More generally the ice mass loss on Greenland [noaa.gov] has been well documented by the GRACE satellites. See the Total Ice Mass section of the Arctic Report Card: Update for 2013 [noaa.gov] for details.
Re:More snow = more pressure = faster calving! (Score:5, Informative)
Fortunately, we don't have to deal in "suggestions". People have actually *gone* to the glacier and taken measurements. It is thinning dramatically since 1997 [1]. Nor do we have to deal in suggestions about the temperature of Greenland, because people have been measuring that too. It is warming, dramatically on the western coast, somewhat less so on the eastern. [2]
The glacier in question, by the way, is considerably less than 100 km long (as you an readily see [goo.gl]), so the interior doesn't enter into the question of what this glacier is doing at all. However if you're interested, ice core data shows that the interior has warmed over the past several decades. [3]
I can certainly buy the argument that this event doesn't prove *global* warming, because it doesn't. But the argument that it proves *local cooling* doesn't hold water, because it we know *from measurements* that there hasn't been local cooling, especially in southwestern Greenland where this glacier is *entirely* located.
--- Citations ---
1: Liu, Lin, John Wahr, Ian Howat, Shfaqat Abbas Khan, Ian Joughin, and Masato Furuya. "Constraining ice mass loss from Jakobshavn Isbræ (Greenland) using InSARmeasured crustal uplift." Geophysical Journal International 188, no. 3 (2012): 994-1006.
2: Hanna, Edward, Sebastian H. Mernild, John Cappelen, and Konrad Steffen. "Recent warming in Greenland in a long-term instrumental (1881–2012) climatic context: I. Evaluation of surface air temperature records." Environmental Research Letters 7, no. 4 (2012): 045404.
3: Muto, Atsuhiro, Ted A. Scambos, Konrad Steffen, Andrew G. Slater, and Gary D. Clow. "Recent surface temperature trends in the interior of East Antarctica from borehole firn temperature measurements and geophysical inverse methods." Geophysical Research Letters 38, no. 15 (2011): L15502.
Re:More snow = more pressure = faster calving! (Score:4, Informative)
What you're talking about is 1.2 meters of new ice on top of *two kilometers* of primordial ice. If we scaled the ice sheet to 2 meters tall, the extra accumulation would be roughly the thickness of a piece of paper.
In any case, you're confusing the vast, 400,000 year-old interior ice sheet with a coastal glacier. It makes no difference that the interior ice sheet has thickened very slightly because measurements of the *glacier in question* show that *it* is thinning.

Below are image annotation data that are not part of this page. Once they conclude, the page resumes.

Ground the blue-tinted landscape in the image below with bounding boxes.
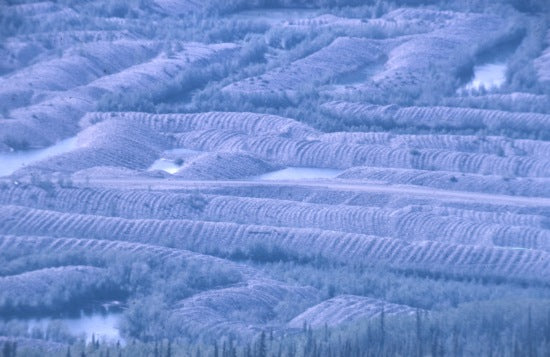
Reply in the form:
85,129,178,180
0,0,550,357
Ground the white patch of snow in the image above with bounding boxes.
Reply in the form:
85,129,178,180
0,137,78,176
252,167,344,181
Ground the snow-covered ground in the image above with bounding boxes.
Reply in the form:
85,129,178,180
0,0,550,353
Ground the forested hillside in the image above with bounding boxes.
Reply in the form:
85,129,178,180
0,0,550,357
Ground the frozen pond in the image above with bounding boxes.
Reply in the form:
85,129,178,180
147,149,201,174
0,137,77,176
229,9,320,25
464,62,506,90
252,167,344,180
10,312,124,343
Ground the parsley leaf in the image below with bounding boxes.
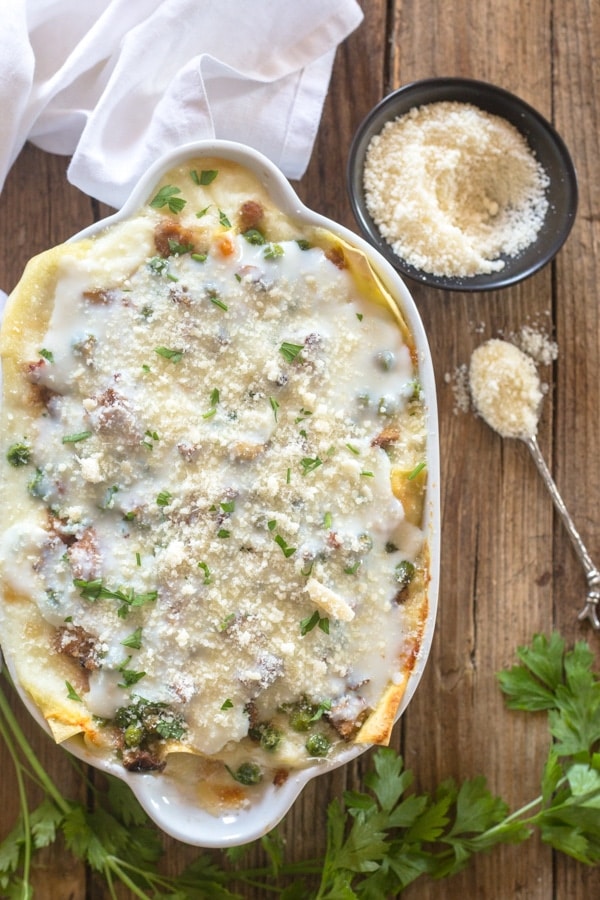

Re:More snow = more pressure = faster calving! (Score:5, Informative)
You realize 1995 set a record for hottest year ever on record? So you've cherry picked a particularly hot year as your baseline (or somebody dishonest picked it for you). That's Ok, because that record has been exceeded ten times since then, starting with 1998 which was *also* the hottest year on record.
1995 was 0.4C hotter than the 20thC average. 2005 was 0.6C hotter than the baseline, and 2010 was just a smidgen hotter than 2005. So you could answer 0.2C to your question. But it's a lousy question, not just because it starts from a cherry-picked baseline, but because there's so much variation between years.
A better question is "How much hotter were the 00's hotter than the 90's?" The 1990s where 0.313 C hotter than the 1950-1980 baseline. The 00s were 0.513 C hotter than the baseline. So again the answer to the question is 0.2C.
Each of the past three decades set a record for the hottest on record.